Capernaum synagogue today 1/29/10- Lk 7:1-10 (pp. Mt 8:5-13)
Calvin abridged: Matthew and Luke do not differ in substance. The only perceived difference is whether the centurion came to him (Mt) or if he sent some Jews in his name (Lk). There are not two miracles here, for the manner of speaking in that day was your representatives spoke on your behalf as if you were there. The band of soldiers under the centurion’s command were no doubt in Capernaum. It is clear he exposed himself to some risk by building a synagogue for the Jews; It is also clear that he loved the nation because he worshiped their God. The servant was very dear to him, indicating this was not an ordinary slave of that time. There is a question about whether those who spoke so highly of the centurion, commending him to Christ- also accepted his grace. The centurion requests Christ to not trouble himself, and also recognizes his power to accomplish things without not necessarily being present. There was astonishing humility in exalting so highly above himself a man who belonged to a conquered and enslaved nation. The good man, having been informed about the uncommon and truly divine works of Christ, simply acknowledged in him the power of God. He ascribes his power to a word- not of moral man, but of God. Jesus exclamation that he had “not found such great faith even in Israel” is because he knew little substance but still was able to have great trust.

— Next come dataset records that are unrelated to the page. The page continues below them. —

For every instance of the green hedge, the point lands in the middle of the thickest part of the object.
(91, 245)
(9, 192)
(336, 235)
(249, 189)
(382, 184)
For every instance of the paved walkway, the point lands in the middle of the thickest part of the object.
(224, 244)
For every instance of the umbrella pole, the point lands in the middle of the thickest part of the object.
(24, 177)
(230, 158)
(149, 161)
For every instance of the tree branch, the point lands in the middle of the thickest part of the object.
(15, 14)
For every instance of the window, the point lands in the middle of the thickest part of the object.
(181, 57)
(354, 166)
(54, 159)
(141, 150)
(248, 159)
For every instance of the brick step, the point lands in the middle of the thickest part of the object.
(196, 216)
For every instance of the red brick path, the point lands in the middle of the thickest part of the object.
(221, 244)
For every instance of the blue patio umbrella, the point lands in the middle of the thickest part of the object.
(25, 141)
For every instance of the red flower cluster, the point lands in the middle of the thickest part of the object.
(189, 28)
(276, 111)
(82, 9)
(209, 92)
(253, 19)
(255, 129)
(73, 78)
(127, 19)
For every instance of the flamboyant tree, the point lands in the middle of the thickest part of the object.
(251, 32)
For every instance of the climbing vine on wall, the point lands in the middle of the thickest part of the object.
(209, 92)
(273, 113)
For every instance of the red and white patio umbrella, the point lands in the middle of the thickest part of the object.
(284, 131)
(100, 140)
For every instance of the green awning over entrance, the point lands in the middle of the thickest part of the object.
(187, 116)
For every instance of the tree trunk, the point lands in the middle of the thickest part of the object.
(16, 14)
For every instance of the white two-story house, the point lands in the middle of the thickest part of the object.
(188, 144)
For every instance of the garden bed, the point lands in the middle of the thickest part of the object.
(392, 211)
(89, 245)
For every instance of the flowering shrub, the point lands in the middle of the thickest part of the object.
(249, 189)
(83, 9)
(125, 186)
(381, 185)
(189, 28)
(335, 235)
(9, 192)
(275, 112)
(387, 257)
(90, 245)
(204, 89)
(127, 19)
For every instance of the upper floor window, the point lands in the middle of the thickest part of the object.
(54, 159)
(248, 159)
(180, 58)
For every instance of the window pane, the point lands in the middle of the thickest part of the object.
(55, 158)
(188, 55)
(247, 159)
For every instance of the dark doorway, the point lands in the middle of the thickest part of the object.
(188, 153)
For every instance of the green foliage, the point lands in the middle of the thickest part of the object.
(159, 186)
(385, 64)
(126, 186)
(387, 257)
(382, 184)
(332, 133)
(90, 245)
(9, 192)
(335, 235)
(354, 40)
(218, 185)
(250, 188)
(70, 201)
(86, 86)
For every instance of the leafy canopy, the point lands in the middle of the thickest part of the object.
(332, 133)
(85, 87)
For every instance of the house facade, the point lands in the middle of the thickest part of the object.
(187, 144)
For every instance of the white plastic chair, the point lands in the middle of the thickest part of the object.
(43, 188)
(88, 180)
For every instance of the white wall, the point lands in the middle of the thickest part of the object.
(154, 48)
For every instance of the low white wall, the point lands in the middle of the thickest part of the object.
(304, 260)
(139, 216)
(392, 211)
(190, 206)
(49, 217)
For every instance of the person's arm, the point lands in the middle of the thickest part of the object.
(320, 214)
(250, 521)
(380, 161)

Thoughts: Today you can see part of the first century synagogue in Capernaum that the centurion built and in which Jesus spoke. One of the great things about this miracle is that it did not require Jesus’ touch, formula, or even presence. Luke and Matthew differ about the centurion’s presence because in Roman thinking your representatives made you in effect present. And so Jesus also became present through his mere word to the servant. Jewish rules forbade them to enter into a Gentile’s house, and the centurion was respectful of that rule. Ironically, the centurion had built a house for the people of God (shadows of 2 Sam. 7 when David said he would build a house for God and God said he would give David a house- ie. lineage). The centurion’s ability to put tremendous trust in Jesus though he knew little about him and never really got to know him; along with his belief in Jesus’ power to heal even at a distance is a lesson for us today. We have become a semi-gnostic society- believing that knowledge is power, and giving little room for faith. We feel that we must know the answers to hard questions (why is there evil, how does predestination and free will work, how can God be three yet one, etc.) before we will put our faith in the Lord and in his power. Blessed is the one who can trust Jesus even though they cannot understand everything first (and who really can?). There is a point where knowledge ends and faith must make a leap. For the centurion, this point was very early. For most of us, it is very late in our journey, and we still want more information.
Prayer: Say the word, Lord, and your help will come to me. Come to me today in the presence of your Spirit. Use me to bear fruit for you, and help me to deeply trust in you.